Data breaches in India have historically been underreported. There was no law mandating disclosure, no standard for what constituted a notifiable breach, and limited incentive for companies to voluntarily surface incidents that carried reputational risk. The DPDPA 2023 changes this fundamentally. When a breach occurs, the data fiduciary is required to notify both the affected Data Principals and the Data Protection Board — and to do so promptly. The era of quiet remediation without disclosure is over.
The implications for large-scale platforms are significant. A fintech app with 50 million users, a telecom provider, a major e-commerce platform — if any of these suffer a breach affecting personal data, they must individually notify every affected individual. Not a generic announcement on their website. Actual notification to the people whose data was compromised, explaining what happened, what data was involved, and what they should do. At the scale most large Indian platforms operate, this is not a communications task — it is an engineering and operational infrastructure challenge that needs to be designed well in advance of any breach occurring.

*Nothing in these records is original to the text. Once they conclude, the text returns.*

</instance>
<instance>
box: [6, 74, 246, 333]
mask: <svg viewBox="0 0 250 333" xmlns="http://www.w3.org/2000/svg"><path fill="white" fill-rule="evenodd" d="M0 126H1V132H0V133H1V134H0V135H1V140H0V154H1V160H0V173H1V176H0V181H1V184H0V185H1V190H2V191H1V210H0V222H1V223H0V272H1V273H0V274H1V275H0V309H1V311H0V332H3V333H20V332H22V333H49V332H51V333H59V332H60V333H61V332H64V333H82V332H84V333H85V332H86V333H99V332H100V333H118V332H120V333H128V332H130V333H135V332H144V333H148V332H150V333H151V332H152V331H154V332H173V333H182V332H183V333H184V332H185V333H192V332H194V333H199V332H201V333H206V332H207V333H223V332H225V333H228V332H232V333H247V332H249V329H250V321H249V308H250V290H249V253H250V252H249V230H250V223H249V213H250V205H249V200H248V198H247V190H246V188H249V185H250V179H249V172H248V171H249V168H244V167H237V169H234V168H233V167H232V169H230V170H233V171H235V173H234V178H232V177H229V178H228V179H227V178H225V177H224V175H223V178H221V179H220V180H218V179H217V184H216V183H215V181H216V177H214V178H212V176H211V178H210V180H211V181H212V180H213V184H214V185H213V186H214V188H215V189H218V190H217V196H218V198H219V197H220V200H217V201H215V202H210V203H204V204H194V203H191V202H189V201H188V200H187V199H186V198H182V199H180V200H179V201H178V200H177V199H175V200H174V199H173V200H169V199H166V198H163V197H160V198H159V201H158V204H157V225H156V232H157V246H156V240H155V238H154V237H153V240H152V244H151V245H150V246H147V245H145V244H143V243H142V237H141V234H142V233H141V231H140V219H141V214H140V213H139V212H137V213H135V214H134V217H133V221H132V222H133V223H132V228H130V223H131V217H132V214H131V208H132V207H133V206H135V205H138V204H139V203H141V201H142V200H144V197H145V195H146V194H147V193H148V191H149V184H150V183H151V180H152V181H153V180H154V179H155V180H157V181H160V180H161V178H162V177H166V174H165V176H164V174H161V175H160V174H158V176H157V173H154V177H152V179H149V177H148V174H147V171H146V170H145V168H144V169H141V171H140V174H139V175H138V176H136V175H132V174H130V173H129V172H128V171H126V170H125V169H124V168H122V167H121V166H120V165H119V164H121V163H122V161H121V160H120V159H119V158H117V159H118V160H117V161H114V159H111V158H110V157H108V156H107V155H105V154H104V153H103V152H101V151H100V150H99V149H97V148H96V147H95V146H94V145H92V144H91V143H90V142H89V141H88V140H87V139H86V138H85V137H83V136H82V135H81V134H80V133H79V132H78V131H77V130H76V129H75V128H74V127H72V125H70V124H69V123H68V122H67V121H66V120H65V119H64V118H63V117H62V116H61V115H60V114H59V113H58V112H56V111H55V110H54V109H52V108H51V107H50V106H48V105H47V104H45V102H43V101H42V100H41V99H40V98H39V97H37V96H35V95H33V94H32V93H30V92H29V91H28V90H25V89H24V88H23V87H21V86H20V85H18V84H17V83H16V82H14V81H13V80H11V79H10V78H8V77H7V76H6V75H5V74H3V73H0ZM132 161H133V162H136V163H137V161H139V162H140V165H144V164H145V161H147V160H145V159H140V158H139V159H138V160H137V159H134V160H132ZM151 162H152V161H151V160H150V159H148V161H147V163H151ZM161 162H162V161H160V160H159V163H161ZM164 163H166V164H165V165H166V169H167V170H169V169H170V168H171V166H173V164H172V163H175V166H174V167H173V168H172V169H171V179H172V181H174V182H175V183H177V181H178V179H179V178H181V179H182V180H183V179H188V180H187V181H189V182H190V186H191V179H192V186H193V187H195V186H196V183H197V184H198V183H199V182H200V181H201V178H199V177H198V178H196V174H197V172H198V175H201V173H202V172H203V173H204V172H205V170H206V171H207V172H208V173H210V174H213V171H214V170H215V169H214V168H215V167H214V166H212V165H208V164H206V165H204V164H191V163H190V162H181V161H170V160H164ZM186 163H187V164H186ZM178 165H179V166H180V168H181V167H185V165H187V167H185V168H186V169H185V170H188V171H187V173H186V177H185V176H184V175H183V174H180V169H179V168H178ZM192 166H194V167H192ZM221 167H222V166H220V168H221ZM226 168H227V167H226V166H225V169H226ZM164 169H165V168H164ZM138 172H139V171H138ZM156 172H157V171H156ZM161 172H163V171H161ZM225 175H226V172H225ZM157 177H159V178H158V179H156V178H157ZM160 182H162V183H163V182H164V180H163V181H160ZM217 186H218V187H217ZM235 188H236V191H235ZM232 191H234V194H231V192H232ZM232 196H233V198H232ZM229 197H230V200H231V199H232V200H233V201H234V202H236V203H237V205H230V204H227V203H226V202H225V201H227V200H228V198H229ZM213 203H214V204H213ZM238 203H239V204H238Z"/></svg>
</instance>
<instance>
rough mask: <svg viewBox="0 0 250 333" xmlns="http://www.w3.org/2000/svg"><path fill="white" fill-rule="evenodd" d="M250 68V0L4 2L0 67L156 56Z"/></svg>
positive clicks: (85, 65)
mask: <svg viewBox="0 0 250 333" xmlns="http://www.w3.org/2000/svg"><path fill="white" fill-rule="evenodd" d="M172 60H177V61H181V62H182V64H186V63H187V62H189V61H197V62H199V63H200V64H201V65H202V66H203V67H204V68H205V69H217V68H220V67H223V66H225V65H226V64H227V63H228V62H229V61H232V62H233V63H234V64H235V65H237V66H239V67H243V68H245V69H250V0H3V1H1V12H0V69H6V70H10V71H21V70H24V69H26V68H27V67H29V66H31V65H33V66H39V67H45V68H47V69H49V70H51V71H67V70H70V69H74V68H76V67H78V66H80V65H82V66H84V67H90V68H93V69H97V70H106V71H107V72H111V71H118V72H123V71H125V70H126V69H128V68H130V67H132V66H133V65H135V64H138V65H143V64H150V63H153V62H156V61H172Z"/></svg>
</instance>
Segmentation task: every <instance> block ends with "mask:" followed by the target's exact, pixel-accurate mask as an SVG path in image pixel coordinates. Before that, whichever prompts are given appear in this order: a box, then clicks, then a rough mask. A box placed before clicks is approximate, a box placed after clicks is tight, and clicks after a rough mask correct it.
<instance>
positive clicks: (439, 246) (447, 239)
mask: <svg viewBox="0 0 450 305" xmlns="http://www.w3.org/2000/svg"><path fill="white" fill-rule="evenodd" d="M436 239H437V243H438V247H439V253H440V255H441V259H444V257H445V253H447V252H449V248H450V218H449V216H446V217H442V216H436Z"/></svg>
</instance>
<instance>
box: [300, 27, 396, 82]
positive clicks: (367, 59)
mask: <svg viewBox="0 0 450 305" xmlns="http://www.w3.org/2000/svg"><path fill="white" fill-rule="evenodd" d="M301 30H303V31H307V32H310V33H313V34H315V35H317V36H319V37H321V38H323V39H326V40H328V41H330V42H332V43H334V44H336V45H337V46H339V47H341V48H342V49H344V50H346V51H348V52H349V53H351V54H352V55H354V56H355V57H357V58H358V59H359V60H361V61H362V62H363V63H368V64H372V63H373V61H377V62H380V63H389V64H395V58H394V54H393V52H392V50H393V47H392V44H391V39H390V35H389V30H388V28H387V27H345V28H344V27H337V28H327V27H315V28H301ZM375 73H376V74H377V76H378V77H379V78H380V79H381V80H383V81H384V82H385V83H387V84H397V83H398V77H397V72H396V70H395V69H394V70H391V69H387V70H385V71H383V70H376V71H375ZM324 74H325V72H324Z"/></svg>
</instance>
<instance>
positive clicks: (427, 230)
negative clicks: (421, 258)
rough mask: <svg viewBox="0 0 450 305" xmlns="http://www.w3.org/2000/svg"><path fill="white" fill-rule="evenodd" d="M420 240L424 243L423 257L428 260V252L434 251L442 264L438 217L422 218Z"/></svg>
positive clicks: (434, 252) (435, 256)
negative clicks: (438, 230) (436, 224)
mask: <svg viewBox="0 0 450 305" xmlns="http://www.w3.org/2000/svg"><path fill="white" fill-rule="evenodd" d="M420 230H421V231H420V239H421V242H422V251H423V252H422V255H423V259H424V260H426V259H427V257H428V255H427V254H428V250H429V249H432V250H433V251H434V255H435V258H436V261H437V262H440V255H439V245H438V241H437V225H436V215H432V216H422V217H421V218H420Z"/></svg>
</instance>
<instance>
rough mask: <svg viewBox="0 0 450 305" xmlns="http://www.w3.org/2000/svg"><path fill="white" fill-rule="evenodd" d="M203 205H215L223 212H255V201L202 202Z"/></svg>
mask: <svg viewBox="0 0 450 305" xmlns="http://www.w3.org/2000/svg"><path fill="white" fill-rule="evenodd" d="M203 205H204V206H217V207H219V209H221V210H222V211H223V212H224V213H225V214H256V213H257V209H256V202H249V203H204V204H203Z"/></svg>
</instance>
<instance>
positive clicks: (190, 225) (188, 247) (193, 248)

The lesson for business leaders is that breach response planning is now a compliance requirement, not a crisis management option. Every data fiduciary needs a documented incident response protocol that covers detection, containment, Board notification, and individual communication — with clear ownership, timelines, and escalation paths. Companies that build this infrastructure proactively will be able to respond with speed and credibility when something goes wrong. Those that don’t will find themselves scrambling under legal obligation, which is the worst possible context in which to build a notification system for millions of people.